We'll substitute x by i and we'll have:

f(i) = 4*i^3 - 12*i^2 + m*i + n

We'll put i^2 = -1

We'll multiply by i and we'll get:

i^3 = -i

f(i) = 4*(-i) - 12*(-1) + m*i + n

f(i) = -4i + 12 + mi + n

But f(i) = 0

-4i + 12 + mi + n = 0

We'll combine real parts and imaginary parts:

(12 + n) + i(-4 + m) = 0 + 0*i

We'll compare and we'll have:

n + 12 = 0

**n = -12**

m - 4 = 0

**m = 4**

**The polynomial is:**

**f(x) = 4*x^3 - 12*x^2 + 4*x - 12**

Given the polynomial f=4x^3-12x^2+mx+n find m, n if f(x)=0 for x=i.

If f(i) = 0, then i is the root of 4x^3-12x^2+mx+n.

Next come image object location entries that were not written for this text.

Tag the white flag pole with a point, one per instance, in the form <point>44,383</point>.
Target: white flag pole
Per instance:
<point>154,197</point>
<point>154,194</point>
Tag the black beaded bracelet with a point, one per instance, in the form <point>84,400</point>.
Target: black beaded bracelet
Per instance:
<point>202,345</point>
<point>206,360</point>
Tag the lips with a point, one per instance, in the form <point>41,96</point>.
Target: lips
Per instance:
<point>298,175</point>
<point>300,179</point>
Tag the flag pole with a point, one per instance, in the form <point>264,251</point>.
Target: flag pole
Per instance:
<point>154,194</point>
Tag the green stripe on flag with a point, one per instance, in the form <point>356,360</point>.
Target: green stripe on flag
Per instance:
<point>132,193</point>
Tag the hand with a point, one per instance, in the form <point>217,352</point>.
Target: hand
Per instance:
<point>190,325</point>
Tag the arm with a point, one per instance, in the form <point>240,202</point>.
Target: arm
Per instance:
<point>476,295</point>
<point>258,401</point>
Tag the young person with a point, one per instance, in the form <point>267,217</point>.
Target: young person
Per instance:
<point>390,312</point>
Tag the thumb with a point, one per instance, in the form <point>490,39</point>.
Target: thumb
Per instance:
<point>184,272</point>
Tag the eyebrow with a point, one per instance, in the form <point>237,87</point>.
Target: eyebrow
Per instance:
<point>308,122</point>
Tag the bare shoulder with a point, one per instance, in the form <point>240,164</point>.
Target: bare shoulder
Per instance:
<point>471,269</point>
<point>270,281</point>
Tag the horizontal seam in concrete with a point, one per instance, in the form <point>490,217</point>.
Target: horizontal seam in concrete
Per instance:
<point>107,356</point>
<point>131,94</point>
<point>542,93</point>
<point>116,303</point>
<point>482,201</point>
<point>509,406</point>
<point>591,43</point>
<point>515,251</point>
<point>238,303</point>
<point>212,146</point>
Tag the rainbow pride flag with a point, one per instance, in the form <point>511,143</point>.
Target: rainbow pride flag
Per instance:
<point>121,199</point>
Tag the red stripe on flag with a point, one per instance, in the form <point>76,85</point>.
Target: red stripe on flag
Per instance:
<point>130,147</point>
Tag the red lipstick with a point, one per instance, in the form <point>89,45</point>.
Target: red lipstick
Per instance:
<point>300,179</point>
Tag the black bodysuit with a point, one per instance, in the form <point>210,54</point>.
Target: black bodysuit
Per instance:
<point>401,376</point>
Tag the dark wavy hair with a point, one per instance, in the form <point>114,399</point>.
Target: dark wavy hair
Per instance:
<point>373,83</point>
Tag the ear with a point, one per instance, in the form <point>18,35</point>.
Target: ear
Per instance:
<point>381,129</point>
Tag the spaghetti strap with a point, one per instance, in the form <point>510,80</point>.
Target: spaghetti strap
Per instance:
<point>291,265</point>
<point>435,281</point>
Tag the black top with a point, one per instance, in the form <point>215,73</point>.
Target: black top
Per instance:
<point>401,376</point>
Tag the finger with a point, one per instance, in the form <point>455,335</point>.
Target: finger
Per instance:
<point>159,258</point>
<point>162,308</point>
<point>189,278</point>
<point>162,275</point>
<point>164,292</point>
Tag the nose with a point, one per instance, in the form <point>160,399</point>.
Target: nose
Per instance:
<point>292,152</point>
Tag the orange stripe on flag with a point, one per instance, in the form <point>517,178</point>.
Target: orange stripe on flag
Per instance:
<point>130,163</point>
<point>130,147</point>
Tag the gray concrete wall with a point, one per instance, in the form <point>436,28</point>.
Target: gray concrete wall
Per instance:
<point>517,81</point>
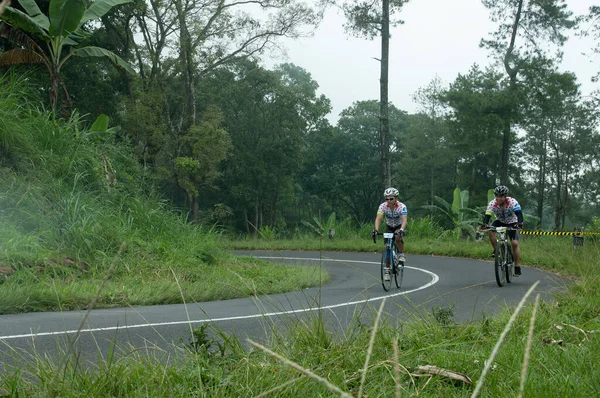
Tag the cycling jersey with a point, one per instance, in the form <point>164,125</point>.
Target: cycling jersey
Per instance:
<point>508,214</point>
<point>393,215</point>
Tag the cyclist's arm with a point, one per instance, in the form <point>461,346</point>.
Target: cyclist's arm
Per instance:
<point>487,217</point>
<point>519,214</point>
<point>378,220</point>
<point>403,222</point>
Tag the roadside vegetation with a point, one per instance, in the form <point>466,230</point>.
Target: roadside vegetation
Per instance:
<point>72,196</point>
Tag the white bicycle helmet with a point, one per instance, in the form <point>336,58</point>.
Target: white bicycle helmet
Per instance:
<point>391,192</point>
<point>501,190</point>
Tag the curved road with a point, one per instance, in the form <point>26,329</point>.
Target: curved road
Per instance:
<point>465,286</point>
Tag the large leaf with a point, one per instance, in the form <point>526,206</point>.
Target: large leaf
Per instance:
<point>24,22</point>
<point>101,7</point>
<point>92,51</point>
<point>18,37</point>
<point>31,7</point>
<point>65,16</point>
<point>20,56</point>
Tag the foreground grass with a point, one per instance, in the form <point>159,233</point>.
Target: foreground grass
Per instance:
<point>563,352</point>
<point>63,289</point>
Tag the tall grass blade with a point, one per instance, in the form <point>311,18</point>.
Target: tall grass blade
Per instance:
<point>528,346</point>
<point>370,350</point>
<point>302,370</point>
<point>91,306</point>
<point>501,339</point>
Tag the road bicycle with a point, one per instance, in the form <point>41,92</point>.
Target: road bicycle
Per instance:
<point>504,262</point>
<point>390,261</point>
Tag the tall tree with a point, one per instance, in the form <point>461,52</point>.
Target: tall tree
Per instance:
<point>524,29</point>
<point>428,153</point>
<point>58,31</point>
<point>478,102</point>
<point>371,18</point>
<point>269,115</point>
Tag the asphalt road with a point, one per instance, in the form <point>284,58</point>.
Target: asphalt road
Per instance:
<point>466,287</point>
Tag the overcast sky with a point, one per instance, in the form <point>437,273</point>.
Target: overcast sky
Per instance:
<point>439,37</point>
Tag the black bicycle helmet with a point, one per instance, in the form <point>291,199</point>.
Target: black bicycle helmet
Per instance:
<point>501,190</point>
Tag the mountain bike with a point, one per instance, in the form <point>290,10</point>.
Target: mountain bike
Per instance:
<point>504,262</point>
<point>390,261</point>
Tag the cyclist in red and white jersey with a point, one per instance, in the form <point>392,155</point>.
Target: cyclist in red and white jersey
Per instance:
<point>395,218</point>
<point>508,214</point>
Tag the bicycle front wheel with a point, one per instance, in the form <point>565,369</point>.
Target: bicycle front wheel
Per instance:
<point>386,258</point>
<point>510,263</point>
<point>399,274</point>
<point>500,264</point>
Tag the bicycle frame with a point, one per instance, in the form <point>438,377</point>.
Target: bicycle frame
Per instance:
<point>388,261</point>
<point>503,256</point>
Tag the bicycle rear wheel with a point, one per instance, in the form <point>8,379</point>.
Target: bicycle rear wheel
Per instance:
<point>500,264</point>
<point>386,257</point>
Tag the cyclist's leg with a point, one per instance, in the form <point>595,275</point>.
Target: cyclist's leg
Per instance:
<point>399,240</point>
<point>514,240</point>
<point>492,234</point>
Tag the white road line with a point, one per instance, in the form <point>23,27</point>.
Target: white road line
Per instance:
<point>434,280</point>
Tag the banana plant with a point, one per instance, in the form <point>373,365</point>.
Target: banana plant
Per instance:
<point>60,32</point>
<point>462,218</point>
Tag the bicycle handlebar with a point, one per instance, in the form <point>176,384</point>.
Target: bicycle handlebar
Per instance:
<point>375,235</point>
<point>492,228</point>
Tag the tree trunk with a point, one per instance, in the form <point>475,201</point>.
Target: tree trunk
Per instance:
<point>384,134</point>
<point>187,61</point>
<point>194,208</point>
<point>512,72</point>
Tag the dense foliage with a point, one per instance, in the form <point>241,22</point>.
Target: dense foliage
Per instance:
<point>233,144</point>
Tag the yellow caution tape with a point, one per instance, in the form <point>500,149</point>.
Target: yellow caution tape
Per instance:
<point>558,233</point>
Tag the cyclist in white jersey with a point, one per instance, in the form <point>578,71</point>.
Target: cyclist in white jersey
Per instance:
<point>395,218</point>
<point>508,214</point>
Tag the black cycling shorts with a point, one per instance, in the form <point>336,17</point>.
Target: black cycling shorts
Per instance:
<point>513,235</point>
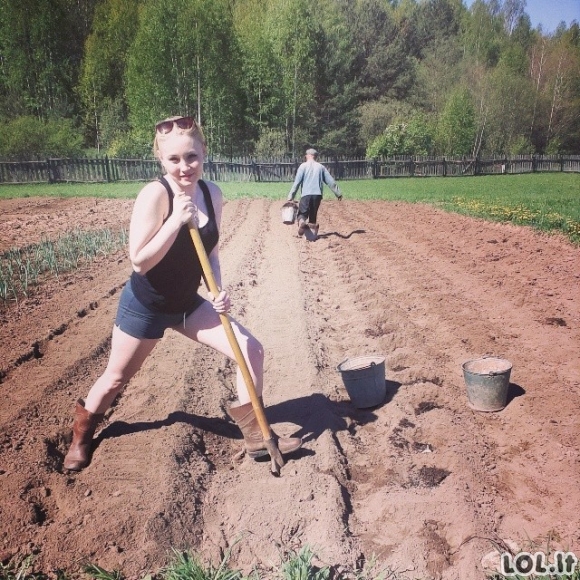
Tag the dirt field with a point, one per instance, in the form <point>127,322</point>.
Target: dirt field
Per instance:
<point>422,482</point>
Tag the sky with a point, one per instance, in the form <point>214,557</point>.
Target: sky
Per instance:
<point>549,13</point>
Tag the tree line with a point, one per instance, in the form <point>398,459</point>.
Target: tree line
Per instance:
<point>271,77</point>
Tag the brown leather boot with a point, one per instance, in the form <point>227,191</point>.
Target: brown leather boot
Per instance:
<point>84,426</point>
<point>314,230</point>
<point>245,418</point>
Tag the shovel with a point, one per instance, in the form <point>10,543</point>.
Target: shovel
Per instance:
<point>276,457</point>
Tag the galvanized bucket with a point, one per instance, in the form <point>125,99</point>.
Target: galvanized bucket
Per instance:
<point>289,210</point>
<point>487,380</point>
<point>364,380</point>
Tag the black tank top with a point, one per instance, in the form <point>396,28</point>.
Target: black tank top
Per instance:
<point>171,285</point>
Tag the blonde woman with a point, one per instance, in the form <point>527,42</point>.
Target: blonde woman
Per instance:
<point>162,292</point>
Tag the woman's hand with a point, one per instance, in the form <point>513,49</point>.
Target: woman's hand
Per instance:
<point>221,304</point>
<point>183,208</point>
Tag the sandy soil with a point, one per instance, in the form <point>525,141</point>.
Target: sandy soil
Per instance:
<point>422,482</point>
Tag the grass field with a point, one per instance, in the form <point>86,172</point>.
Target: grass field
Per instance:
<point>548,201</point>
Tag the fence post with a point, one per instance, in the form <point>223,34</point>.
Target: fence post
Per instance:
<point>49,171</point>
<point>107,169</point>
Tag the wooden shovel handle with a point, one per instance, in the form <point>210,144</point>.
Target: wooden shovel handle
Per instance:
<point>225,320</point>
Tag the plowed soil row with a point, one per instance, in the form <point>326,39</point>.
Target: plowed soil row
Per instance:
<point>422,482</point>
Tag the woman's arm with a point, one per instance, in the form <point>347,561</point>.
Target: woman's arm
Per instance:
<point>150,238</point>
<point>220,303</point>
<point>214,259</point>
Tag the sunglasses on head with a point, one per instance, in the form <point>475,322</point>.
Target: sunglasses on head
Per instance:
<point>165,127</point>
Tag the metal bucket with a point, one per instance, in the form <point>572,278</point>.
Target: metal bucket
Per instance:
<point>487,380</point>
<point>289,211</point>
<point>364,380</point>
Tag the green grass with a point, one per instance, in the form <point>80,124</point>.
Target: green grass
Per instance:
<point>21,269</point>
<point>186,565</point>
<point>549,202</point>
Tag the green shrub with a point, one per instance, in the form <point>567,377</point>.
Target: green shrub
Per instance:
<point>29,138</point>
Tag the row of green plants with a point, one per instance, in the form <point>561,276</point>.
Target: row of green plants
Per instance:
<point>296,565</point>
<point>21,269</point>
<point>187,565</point>
<point>547,202</point>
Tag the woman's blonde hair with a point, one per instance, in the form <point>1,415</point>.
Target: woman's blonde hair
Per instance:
<point>194,130</point>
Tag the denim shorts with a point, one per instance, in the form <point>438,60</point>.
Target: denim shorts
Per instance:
<point>138,321</point>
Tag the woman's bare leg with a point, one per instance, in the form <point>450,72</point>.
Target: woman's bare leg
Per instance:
<point>127,356</point>
<point>204,326</point>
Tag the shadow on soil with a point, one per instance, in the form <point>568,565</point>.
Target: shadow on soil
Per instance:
<point>336,234</point>
<point>314,414</point>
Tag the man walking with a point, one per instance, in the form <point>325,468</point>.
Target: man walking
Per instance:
<point>311,176</point>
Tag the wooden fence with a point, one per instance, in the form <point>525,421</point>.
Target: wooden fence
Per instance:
<point>247,169</point>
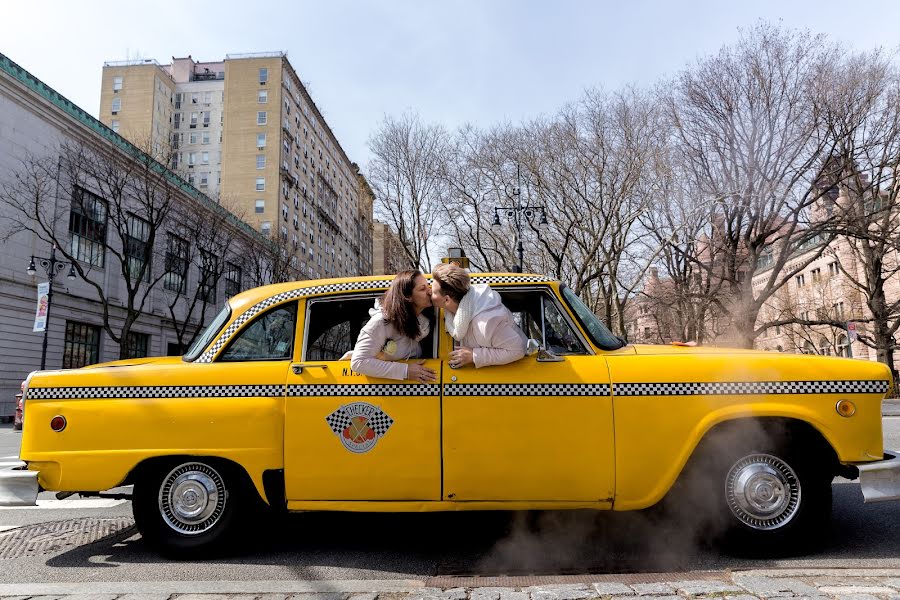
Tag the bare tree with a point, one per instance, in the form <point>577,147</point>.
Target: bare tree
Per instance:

Since complex roots appear in pairs , if i is a root then -i os also a root..

Therefore f(x) the factors, (x+i)(x-i) = x^2+1.

Therefore we can write 4x^3-12x^2+mx+n = (x^2+1)(ax+b).

4x^3-12x^2+mx+n = ax^3+bx^2+ax+b.

We equate the coefficients of like terms:

a = 4, b= =-12,

m = a = 4

n = b = -12.

Therefore m = 4 and n = -12.

Therefore 4x^3-12x^2+mx+n = x^3-12x^2+4x-12.